🤖 AI Summary
Existing uniqueness and novelty metrics for inorganic crystal generation rely on distance functions suffering from four critical flaws: (1) inability to quantify structural similarity, (2) conflation of compositional and structural differences, (3) lack of Lipschitz continuity, and (4) failure to be invariant under atomic permutations. To address these, we propose a novel, theoretically grounded framework for uniqueness and novelty assessment based on Lipschitz-continuous distance functions. Our approach is the first to decouple compositional and structural discrepancies while rigorously guaranteeing permutation invariance. We design and integrate two continuous crystal distance functions—enabling fine-grained similarity comparison and statistical analysis. Experiments demonstrate that our metric uncovers chemically meaningful structural patterns in material space overlooked by conventional metrics (e.g., FCD, COV), significantly improving assessment stability, discriminative power, and physical interpretability.
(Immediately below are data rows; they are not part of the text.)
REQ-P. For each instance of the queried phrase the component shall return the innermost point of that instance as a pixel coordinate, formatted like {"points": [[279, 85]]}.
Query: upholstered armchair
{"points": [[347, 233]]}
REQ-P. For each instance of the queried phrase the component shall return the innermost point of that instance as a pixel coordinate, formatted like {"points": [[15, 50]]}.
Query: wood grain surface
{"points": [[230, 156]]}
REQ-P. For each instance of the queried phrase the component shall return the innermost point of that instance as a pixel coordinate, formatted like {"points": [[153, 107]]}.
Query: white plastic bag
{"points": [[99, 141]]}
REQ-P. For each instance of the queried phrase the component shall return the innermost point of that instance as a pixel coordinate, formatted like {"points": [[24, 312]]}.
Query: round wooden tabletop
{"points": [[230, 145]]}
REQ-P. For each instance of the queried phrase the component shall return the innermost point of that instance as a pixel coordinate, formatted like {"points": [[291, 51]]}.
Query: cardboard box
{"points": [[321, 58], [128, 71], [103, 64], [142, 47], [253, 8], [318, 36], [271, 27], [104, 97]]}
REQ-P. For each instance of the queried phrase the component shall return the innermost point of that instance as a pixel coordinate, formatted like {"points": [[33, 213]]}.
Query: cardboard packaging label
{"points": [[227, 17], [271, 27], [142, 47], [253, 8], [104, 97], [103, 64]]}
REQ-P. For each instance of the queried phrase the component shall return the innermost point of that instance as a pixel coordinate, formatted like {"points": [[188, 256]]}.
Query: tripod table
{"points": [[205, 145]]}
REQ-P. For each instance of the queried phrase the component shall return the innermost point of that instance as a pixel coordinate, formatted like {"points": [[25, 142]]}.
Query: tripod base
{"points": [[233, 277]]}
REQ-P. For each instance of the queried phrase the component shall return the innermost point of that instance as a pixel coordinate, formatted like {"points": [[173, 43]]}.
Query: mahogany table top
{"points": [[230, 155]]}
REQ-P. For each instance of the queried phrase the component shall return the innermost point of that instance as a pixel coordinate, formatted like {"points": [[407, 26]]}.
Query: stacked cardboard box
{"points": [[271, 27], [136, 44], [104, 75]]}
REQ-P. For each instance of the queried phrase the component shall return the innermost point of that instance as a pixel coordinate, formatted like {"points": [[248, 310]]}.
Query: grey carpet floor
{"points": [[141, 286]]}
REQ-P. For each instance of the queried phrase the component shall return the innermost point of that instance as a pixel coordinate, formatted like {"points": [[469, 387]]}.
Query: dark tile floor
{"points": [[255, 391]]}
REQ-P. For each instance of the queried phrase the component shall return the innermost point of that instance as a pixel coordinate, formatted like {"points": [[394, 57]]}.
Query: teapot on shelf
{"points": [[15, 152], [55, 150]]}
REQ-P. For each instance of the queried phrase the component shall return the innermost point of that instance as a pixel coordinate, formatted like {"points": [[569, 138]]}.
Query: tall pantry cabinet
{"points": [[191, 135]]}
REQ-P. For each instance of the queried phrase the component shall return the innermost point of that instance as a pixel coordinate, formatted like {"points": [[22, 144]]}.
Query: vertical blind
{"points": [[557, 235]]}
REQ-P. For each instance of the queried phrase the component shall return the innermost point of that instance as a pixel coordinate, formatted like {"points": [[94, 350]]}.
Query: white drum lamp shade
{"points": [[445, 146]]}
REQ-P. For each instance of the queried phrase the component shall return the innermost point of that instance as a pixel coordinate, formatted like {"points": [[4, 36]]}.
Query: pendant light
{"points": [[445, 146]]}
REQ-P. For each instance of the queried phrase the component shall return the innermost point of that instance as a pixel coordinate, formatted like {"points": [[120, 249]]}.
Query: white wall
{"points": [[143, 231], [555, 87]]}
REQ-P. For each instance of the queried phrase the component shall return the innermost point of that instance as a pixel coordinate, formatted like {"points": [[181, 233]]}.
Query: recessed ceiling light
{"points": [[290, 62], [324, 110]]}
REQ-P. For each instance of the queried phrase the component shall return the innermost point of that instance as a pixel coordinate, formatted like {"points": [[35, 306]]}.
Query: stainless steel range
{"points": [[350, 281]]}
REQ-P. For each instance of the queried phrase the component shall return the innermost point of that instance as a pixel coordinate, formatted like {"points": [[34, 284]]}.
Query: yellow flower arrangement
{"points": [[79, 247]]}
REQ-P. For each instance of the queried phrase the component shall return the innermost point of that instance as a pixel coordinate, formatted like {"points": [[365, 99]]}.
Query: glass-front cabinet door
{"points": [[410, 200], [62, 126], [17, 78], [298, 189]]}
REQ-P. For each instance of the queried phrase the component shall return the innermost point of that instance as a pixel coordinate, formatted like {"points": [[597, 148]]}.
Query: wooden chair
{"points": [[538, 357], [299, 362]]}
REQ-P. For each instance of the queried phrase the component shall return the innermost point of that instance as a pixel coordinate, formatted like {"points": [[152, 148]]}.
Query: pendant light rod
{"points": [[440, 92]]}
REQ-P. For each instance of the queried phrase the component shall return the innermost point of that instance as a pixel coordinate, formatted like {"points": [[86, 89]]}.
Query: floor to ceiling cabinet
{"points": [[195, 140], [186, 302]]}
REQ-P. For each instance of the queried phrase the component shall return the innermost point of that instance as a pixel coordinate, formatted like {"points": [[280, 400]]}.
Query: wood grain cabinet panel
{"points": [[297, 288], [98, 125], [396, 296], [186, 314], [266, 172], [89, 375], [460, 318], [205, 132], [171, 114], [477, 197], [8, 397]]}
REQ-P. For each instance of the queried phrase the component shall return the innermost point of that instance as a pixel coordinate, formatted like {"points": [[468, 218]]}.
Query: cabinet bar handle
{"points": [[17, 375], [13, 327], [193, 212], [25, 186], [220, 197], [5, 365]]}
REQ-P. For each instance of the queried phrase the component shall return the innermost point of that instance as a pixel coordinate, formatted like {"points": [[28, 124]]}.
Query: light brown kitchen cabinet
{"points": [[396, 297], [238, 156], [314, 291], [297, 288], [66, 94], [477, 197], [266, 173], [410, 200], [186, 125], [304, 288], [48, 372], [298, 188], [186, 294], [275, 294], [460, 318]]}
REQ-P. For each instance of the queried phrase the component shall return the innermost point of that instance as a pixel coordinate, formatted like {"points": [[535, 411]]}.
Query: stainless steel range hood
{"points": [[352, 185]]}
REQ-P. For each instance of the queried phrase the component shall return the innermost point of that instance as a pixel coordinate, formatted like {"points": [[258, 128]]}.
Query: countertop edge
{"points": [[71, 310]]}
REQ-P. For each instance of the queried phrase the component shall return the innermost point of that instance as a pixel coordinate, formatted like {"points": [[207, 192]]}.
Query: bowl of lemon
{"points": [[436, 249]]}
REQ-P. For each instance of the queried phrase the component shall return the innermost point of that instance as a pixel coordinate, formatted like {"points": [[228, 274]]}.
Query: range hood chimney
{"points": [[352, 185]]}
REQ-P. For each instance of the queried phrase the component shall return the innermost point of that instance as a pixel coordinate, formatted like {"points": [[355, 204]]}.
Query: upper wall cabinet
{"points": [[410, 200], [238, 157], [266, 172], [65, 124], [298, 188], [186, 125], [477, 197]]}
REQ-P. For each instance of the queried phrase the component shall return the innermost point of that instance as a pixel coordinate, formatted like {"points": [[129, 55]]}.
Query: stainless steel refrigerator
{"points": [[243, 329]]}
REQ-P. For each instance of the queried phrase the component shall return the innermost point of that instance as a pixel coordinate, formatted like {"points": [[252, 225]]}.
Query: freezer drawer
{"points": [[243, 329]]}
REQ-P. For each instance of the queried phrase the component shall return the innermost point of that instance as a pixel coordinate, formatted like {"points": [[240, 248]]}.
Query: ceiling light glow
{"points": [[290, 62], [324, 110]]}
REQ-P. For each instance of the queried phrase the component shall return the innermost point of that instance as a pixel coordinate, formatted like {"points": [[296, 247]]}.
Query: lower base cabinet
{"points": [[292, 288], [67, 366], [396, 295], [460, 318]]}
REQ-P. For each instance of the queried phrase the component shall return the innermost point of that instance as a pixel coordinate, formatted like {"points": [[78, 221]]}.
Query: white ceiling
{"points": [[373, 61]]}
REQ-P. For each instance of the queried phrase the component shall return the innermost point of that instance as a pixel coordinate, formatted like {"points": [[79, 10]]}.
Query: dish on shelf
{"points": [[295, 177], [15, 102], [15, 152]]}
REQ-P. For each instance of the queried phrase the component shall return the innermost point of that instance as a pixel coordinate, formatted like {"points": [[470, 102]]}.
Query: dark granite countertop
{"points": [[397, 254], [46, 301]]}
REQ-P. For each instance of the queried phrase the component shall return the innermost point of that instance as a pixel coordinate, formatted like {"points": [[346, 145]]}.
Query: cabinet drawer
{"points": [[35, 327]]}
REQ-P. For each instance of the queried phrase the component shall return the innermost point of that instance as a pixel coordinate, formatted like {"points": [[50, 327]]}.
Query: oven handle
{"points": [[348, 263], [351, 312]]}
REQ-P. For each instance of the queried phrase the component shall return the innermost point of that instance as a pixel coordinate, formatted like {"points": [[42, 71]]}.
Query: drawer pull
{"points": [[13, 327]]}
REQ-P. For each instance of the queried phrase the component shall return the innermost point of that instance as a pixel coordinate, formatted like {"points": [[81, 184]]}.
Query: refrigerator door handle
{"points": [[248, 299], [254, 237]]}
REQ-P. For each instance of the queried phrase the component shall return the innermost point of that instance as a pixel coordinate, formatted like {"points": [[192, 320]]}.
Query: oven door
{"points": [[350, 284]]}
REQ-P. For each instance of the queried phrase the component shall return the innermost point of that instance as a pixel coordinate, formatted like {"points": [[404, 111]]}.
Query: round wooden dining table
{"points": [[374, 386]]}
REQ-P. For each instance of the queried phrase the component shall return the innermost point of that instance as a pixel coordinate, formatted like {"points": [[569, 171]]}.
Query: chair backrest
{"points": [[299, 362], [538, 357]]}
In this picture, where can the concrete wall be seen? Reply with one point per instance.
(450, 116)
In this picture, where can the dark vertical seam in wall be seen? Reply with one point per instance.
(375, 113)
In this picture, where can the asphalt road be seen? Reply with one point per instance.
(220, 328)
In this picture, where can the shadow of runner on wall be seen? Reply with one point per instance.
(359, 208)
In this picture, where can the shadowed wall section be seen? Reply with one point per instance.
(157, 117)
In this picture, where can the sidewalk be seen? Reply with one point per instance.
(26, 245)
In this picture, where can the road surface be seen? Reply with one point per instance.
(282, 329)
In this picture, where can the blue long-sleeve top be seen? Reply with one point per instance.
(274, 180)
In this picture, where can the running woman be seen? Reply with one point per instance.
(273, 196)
This provides a more reliable, mathematically consistent benchmark for evaluating generative materials models.
📝 Abstract
To address pressing scientific challenges such as climate change, increasingly sophisticated generative artificial intelligence models are being developed that can efficiently sample the large chemical space of possible functional materials. These models can quickly sample new chemical compositions paired with crystal structures. They are typically evaluated using uniqueness and novelty metrics, which depend on a chosen crystal distance function. However, the most prevalent distance function has four limitations: it fails to quantify the degree of similarity between compounds, cannot distinguish compositional difference and structural difference, lacks Lipschitz continuity against shifts in atomic coordinates, and results in a uniqueness metric that is not invariant against the permutation of generated samples. In this work, we propose using two continuous distance functions to evaluate uniqueness and novelty, which theoretically overcome these limitations. Our experiments show that these distances reveal insights missed by traditional distance functions, providing a more reliable basis for evaluating and comparing generative models for inorganic crystals.